Google DeepMind has released a public preview of Gemini 2.5 Computer Use, an agent that interacts with a web browser the way you’d expect a competent assistant to operate it. Based on Gemini 2.5 Pro, it can click, type and scroll; follow an on-screen prompt; and perform multi-step tasks in response to a plain-English command.
The launch moves AI beyond passive chat, to hands-on software control. Developers can now access it through the Gemini API in Google AI and with Vertex AI, with a demonstration accessible from Browserbase as well.
- What the Model of Computer Use Actually Does
- How the Gemini 2.5 Computer Use agent works behind the scenes
- Benchmarks and early results from Google’s evaluations
- Where it fits for developers, teams, and pilot use cases
- Safety, limits, and oversight for responsible deployment
- What to watch next as Gemini Computer Use scales up
What the Model of Computer Use Actually Does
Give it a request along the lines of “Open Wikipedia, search for Atlantis and summarize the history of that cultural myth,” and the agent can retrieve it, take screenshots, parse an interface for analysis and action.

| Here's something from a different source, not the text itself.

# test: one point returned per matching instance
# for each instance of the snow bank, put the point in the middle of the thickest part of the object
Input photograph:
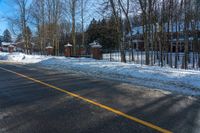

In a visible text panel, it explains its logic and actions so that users can follow and interfere if they want.
If the prompt is one that involves sensitive operations (like trying to make a purchase, or editing something), the model can ask you to confirm before it carries out those instructions. In Google’s demos, which were sped up by 3x, the agent updated data in a customer relationship management tool and reorganized content on the Jamboard interface.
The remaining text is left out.